Vision 2040: How to build Uganda’s future

Posted on May 28, 2013 08:42 pm

Few weeks ago, Uganda’s president His Excellency President Yoweri Kaguta Museveni unveiled the country’s middle Income status development planned dubbed Vision 2040. It was clear that with an economy growing at more than 5% annually since for more than half a decade, Uganda like other African countries desperately needs to accelerate infrastructure and social development. With bottlenecks building up in just about every sector, the situation is dire and therefore the launch of the economic transformation plan is welcome. The government release of its master plan for the acceleration and expansion of Uganda’s economic prosperity, called for the construction of airports, seaports and highways to boost growth in rural and urban economies across the country through to 2040. Uganda estimates it will spend $200 billion to build the required infrastructure, with public-private partnerships seen making up 50% of the total spending. Although this has not happened as yet, public private partnerships are gaining favor in other developing economies of Africa.

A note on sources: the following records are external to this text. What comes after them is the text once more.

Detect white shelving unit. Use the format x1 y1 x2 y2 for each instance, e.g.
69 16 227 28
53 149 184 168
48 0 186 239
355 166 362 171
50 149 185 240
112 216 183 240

Kampala Skyline as seen in this photo I took late recently
Kampala Skyline as seen in this photo I took late recently

However, after studying the Vision 2040, I do believer Ugandan government and other stakeholders will need to convince institutional investors that their private public partnerships in the country will be rock-solid and underpinned by a long term strategy and public sector commitment. Personally, I think it is crucial, therefore, that the government puts its weight behind such projects and even bankrolls the first few to attract serious investors who view Uganda as a stable and developing country. If Uganda does acts quickly and with a sense of urgency, it will surge ahead of its neighbors like Kenya and even fast growing Tanzania, which are investing heavily in infrastructure after recent discoveries of oil and gas respectively. There is need for people entrusted by the government to drive the vision, that public private partnerships are a viable model to build up infrastructure that can be effectively applied to Uganda well known as “pearl of Africa.” Progress has been made in the country over the last few years with better coordination between the national development agencies and as well as the passage of the new Land Laws that have led to digitization of land titles, the first of its kind in the region. Such initiatives need to be built upon and there is no doubt I will be part of the Vision 2040 as an investor.